Remarque hiçbir zaman Naziler tarafından sevilmedi ve daha savaş başlamadan Almanlar kitaplarını yaktılar ve yasakladılar. Kitabın odak noktasında Gestapo tarafından aranan insanları ihbar etmeyi reddetmiş eski bir gazeteci yani 509 numaralı mahkum yatıyor.
Yazar okuyucuya sadece toplama kamplarının çirkin yüzünü göstermekle kalmıyor, kişisel çıkarları için Nazizm’i bir araç olarak kullanan kamp komutanı Noubauer, esirler üzerinde çılgınca tıbbi deneyler yapan Binbaşı Wiesse, esirleri ölesiye çalıştıran ve onlara her türlü zulmü ve işkenceyi yapan kamp kıdemlisi Weber şahsında Nazi rejimine dair de çarpıcı gerçekleri tüm açıklığı ile ortaya koyuyor.

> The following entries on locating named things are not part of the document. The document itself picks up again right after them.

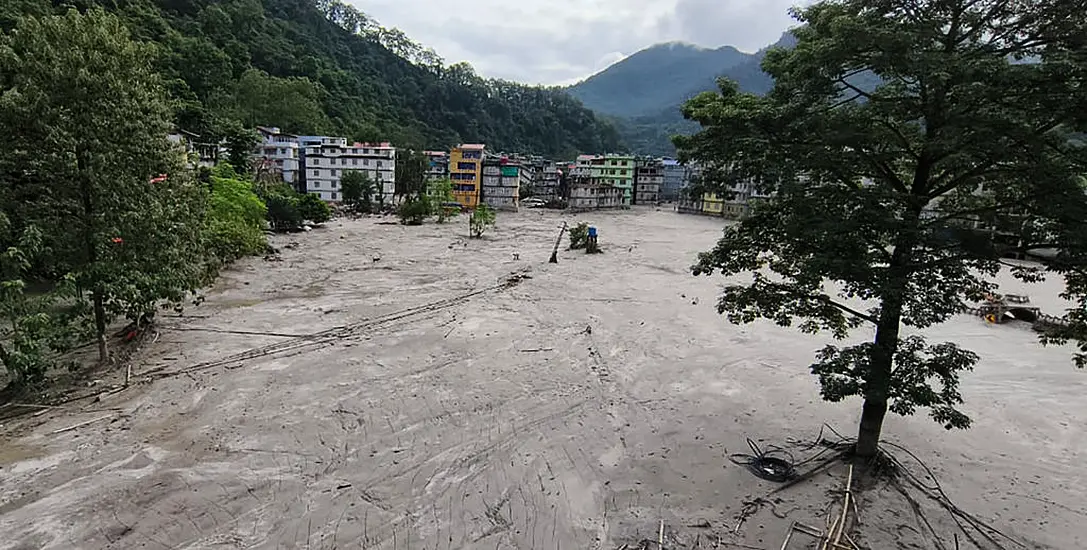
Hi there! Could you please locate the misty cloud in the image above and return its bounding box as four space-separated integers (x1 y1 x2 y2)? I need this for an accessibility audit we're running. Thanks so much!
353 0 802 84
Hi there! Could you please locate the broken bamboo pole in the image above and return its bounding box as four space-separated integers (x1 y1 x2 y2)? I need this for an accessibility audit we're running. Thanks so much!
834 464 853 547
782 522 797 550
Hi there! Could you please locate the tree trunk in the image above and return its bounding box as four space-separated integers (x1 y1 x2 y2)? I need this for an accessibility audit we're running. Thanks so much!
853 313 902 459
93 291 110 363
75 149 110 363
853 195 922 459
854 398 887 459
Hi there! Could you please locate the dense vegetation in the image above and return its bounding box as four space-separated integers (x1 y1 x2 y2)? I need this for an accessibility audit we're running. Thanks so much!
677 0 1087 457
0 11 271 387
0 0 619 157
569 34 796 157
569 42 756 117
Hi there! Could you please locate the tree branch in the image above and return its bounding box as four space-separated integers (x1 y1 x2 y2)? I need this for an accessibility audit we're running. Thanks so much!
816 295 878 325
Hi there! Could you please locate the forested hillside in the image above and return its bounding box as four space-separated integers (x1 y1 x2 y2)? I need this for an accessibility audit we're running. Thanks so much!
0 0 620 157
570 33 796 155
569 42 751 116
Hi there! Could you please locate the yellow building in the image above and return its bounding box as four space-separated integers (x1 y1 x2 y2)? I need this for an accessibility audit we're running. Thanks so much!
449 143 486 209
702 192 725 216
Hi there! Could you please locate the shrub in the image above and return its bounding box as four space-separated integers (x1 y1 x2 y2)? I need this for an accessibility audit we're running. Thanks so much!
204 164 267 262
570 222 589 250
296 193 333 224
397 196 432 225
468 204 495 235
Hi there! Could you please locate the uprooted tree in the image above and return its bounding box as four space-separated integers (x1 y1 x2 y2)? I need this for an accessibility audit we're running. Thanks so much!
676 0 1087 457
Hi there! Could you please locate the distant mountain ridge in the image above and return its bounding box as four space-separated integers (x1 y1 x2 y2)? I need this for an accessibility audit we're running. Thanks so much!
567 42 752 116
566 33 797 155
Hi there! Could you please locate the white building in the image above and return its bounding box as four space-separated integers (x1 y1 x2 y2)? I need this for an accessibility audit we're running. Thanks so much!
299 136 397 201
257 126 301 184
480 159 525 210
570 176 623 211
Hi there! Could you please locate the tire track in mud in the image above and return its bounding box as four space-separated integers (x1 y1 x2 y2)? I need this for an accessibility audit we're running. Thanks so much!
138 273 528 379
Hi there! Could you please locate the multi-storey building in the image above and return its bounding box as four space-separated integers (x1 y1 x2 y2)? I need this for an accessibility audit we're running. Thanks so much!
722 182 771 218
423 151 449 182
569 175 623 211
634 158 664 204
255 126 301 185
578 153 634 205
479 157 526 210
702 192 725 216
449 143 486 208
299 136 397 201
533 162 562 201
660 159 688 201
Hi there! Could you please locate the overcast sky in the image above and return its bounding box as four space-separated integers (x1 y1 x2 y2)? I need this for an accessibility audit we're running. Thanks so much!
351 0 802 84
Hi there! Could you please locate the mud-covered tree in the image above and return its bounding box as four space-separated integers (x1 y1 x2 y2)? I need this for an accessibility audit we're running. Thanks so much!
676 0 1087 457
427 177 461 224
0 9 204 360
0 212 79 390
340 170 374 214
468 204 496 235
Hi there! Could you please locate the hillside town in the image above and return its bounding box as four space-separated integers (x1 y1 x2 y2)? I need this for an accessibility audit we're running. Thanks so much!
172 126 764 218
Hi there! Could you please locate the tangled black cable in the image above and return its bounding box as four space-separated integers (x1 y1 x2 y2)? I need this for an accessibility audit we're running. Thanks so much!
728 438 797 483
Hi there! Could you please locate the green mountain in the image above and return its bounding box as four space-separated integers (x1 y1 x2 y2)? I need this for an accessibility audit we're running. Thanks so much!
569 33 796 155
0 0 622 157
569 42 752 117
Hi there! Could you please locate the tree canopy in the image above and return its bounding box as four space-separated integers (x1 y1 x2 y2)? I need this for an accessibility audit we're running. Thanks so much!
676 0 1087 455
0 10 207 361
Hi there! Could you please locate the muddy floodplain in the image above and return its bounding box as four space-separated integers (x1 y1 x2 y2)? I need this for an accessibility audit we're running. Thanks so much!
0 210 1087 550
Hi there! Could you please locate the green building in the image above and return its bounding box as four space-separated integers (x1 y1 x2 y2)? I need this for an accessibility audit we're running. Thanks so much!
589 154 634 207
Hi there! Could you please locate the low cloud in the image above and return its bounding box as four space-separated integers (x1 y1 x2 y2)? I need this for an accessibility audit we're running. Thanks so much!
354 0 800 85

Korkunç bir gerçekle ilgili bu roman, büyük romancının en sarsıcı yapıtlarından biridir; karanlık, çile ve çaresizlikle kuşatılmış yaşamın yenilmezliğini dile getiren bir destandır.
Yaşadığımız dönemde meydana gelen tüyler ürpertici olaylardan söz eden bir kitap, dürüstlük ve ortak sorumluluğu üstlenme bilincinden doğan bir arınma kitabı.

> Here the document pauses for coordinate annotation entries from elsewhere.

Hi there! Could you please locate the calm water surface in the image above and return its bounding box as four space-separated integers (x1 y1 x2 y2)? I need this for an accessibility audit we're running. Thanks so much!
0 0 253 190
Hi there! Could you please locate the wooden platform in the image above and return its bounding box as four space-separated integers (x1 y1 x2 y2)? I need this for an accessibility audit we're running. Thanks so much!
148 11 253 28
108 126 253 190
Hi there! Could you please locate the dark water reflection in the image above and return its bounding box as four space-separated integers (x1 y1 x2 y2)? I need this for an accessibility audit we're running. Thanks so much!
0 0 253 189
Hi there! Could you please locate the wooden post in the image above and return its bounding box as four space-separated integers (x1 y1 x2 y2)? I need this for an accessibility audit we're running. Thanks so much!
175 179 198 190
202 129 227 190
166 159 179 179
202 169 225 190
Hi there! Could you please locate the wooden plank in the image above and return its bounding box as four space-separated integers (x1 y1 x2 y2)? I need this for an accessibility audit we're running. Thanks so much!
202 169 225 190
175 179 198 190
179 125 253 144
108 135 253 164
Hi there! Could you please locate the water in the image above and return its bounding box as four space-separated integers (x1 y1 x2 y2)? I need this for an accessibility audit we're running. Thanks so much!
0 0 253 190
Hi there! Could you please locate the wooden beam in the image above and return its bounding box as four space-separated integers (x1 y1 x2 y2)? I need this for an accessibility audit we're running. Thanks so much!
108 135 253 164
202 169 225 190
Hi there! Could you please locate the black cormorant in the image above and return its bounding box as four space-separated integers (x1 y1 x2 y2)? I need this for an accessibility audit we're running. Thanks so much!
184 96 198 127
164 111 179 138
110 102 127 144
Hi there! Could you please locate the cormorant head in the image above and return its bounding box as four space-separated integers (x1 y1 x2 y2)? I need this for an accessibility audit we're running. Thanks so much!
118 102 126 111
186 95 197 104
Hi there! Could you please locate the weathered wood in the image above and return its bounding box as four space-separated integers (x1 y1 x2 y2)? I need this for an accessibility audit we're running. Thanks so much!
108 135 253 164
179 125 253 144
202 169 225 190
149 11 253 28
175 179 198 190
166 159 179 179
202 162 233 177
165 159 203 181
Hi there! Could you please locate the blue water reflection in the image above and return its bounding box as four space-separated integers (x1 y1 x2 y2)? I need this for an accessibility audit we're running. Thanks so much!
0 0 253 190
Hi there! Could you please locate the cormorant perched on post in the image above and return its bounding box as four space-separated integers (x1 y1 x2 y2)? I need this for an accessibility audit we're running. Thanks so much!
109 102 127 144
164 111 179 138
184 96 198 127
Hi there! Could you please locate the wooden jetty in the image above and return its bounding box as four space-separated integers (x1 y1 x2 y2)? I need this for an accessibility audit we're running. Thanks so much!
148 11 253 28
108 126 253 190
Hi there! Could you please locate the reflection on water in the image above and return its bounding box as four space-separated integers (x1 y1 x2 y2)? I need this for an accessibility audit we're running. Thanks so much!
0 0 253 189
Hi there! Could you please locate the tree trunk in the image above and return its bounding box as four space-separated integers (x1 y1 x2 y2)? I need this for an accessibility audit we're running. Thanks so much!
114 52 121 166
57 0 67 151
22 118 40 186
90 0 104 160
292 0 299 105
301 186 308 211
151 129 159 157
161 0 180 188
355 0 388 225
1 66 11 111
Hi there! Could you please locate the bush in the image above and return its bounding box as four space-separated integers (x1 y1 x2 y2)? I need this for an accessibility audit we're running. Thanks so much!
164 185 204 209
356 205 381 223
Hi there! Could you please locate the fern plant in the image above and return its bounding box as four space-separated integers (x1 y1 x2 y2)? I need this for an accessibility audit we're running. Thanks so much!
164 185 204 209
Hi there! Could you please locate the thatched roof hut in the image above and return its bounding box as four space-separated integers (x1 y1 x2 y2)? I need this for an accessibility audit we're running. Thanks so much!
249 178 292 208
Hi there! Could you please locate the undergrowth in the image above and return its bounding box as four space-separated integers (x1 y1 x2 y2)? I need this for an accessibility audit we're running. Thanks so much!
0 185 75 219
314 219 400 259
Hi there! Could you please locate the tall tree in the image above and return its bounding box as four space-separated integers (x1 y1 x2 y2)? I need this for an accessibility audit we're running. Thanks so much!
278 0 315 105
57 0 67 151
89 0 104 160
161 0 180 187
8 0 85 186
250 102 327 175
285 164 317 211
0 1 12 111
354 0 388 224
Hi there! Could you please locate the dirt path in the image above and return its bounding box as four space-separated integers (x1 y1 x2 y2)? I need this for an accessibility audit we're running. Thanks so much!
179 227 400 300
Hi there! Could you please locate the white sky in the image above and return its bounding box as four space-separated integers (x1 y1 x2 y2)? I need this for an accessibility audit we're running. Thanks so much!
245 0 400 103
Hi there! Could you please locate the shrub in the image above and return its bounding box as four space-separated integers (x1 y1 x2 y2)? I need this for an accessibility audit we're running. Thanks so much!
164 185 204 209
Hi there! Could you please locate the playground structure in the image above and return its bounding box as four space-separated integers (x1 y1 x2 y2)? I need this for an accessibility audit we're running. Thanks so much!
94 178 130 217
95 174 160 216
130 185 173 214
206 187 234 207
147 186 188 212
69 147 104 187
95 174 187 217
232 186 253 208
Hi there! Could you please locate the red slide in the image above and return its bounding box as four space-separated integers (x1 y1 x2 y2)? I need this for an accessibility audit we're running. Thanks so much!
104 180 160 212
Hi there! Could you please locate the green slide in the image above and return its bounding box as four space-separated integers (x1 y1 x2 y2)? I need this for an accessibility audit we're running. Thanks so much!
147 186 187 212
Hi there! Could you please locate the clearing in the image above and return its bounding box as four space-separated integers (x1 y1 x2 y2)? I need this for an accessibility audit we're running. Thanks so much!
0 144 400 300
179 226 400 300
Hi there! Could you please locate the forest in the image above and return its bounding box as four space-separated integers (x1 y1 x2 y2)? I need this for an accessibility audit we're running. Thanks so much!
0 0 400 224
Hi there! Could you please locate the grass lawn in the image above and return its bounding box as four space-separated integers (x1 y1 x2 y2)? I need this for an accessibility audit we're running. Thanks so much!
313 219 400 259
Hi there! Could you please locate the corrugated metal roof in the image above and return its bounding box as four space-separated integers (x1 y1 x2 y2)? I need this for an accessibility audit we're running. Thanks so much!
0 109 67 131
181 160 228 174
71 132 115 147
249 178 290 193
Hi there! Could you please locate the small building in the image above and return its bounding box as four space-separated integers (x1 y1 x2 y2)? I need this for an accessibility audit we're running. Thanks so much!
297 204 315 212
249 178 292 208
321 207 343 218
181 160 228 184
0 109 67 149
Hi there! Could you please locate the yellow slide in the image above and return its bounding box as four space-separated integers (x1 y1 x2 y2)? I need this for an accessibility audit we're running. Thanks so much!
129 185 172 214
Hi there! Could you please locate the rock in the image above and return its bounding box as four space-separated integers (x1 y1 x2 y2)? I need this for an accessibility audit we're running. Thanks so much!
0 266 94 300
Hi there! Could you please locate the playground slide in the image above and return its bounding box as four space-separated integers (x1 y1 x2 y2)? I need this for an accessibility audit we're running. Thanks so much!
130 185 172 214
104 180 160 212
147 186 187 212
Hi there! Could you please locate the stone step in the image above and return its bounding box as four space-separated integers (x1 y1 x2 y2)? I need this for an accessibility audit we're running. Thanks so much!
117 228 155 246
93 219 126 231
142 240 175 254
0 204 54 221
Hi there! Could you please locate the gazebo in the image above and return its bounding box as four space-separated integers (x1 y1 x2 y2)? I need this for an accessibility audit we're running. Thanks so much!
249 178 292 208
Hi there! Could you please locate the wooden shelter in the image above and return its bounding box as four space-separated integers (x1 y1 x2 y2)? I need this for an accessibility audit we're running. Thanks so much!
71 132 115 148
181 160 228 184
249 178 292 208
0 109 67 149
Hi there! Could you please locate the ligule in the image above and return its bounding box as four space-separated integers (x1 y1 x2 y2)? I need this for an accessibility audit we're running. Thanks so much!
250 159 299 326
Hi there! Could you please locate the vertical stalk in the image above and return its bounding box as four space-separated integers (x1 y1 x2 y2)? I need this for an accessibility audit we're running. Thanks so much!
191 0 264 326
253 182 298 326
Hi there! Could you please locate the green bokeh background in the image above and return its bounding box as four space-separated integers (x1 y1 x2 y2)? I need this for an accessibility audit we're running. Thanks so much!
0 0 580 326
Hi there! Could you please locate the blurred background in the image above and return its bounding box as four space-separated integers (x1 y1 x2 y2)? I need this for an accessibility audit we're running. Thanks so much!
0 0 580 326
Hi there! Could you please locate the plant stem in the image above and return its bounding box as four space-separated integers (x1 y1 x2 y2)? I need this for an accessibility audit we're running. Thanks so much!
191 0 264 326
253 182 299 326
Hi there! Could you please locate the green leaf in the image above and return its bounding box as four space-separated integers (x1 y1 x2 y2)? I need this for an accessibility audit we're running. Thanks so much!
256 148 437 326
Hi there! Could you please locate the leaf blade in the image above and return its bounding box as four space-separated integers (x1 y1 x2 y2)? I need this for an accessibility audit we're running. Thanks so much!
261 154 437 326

Roman’da kişileri, dikenli teller arkasında ve insanlık için yüz kızartıcı şartlar altında yaşarlar. Yaşamaktan çok ölürler. Türlü işkencelerle öldürülürler. Buna rağmen yaşama gücünü, insan sevgisini yitirmemişlerdir.

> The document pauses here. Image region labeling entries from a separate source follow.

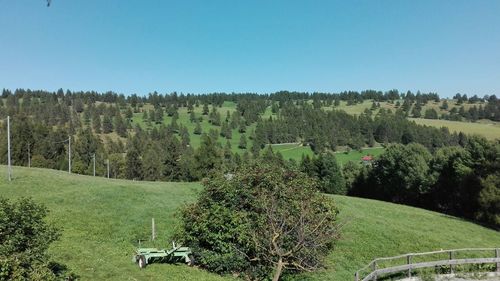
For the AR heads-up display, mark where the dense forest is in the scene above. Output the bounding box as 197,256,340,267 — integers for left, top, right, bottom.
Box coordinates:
0,89,500,227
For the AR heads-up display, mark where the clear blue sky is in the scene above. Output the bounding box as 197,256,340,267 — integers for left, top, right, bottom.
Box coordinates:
0,0,500,96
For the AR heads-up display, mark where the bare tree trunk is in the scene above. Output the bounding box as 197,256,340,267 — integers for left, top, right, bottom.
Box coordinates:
273,257,283,281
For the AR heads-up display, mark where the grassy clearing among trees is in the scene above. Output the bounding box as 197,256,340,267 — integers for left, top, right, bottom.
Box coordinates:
0,166,500,281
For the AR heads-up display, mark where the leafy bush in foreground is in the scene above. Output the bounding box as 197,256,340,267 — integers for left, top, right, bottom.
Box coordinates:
0,198,73,281
178,164,338,280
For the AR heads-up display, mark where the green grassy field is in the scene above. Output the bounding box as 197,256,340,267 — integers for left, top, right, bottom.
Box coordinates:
409,118,500,140
335,147,385,165
132,101,255,155
0,166,500,281
271,143,314,161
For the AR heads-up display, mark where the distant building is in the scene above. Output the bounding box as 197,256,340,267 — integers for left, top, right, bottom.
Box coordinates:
361,155,373,164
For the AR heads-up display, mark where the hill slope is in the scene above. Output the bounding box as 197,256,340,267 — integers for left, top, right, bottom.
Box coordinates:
0,166,500,281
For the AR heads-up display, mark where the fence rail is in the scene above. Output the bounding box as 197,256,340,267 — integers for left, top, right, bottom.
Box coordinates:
354,248,500,281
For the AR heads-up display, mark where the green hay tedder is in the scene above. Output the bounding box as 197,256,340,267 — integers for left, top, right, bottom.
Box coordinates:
132,240,194,268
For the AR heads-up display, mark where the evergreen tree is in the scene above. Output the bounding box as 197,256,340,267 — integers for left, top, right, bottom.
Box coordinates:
195,134,222,177
92,111,101,134
102,114,113,134
238,134,247,149
193,121,202,135
125,146,143,180
115,113,127,138
201,103,209,115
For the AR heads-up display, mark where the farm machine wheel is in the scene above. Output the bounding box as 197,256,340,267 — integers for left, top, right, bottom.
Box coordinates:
137,255,147,269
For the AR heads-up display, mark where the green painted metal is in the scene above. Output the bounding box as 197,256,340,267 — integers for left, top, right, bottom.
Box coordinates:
132,240,194,268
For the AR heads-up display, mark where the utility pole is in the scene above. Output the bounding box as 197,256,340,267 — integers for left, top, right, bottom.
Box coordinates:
28,142,31,168
7,116,12,181
151,218,156,241
68,136,71,174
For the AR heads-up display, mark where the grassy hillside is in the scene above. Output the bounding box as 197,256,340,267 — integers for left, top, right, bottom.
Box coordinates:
0,166,500,281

Bucher ile Ruth Hollandın aşkı, yeryüzünde bir roman edebiyatı bulunduğu günden bugüne anlatılan aşklardan hiçbirine benzemez; onların aşkı, ölüm dirim savaşı yaparken bile içlerinde bir hayat kıvılcımı kalabilenlerin aşkıdır.
“Remarque başka hiç bir eser yazmamış bile olsaydı sadece bu romanıyla büyük bir edebiyatçı olurdu” diye özetleyebiliriz.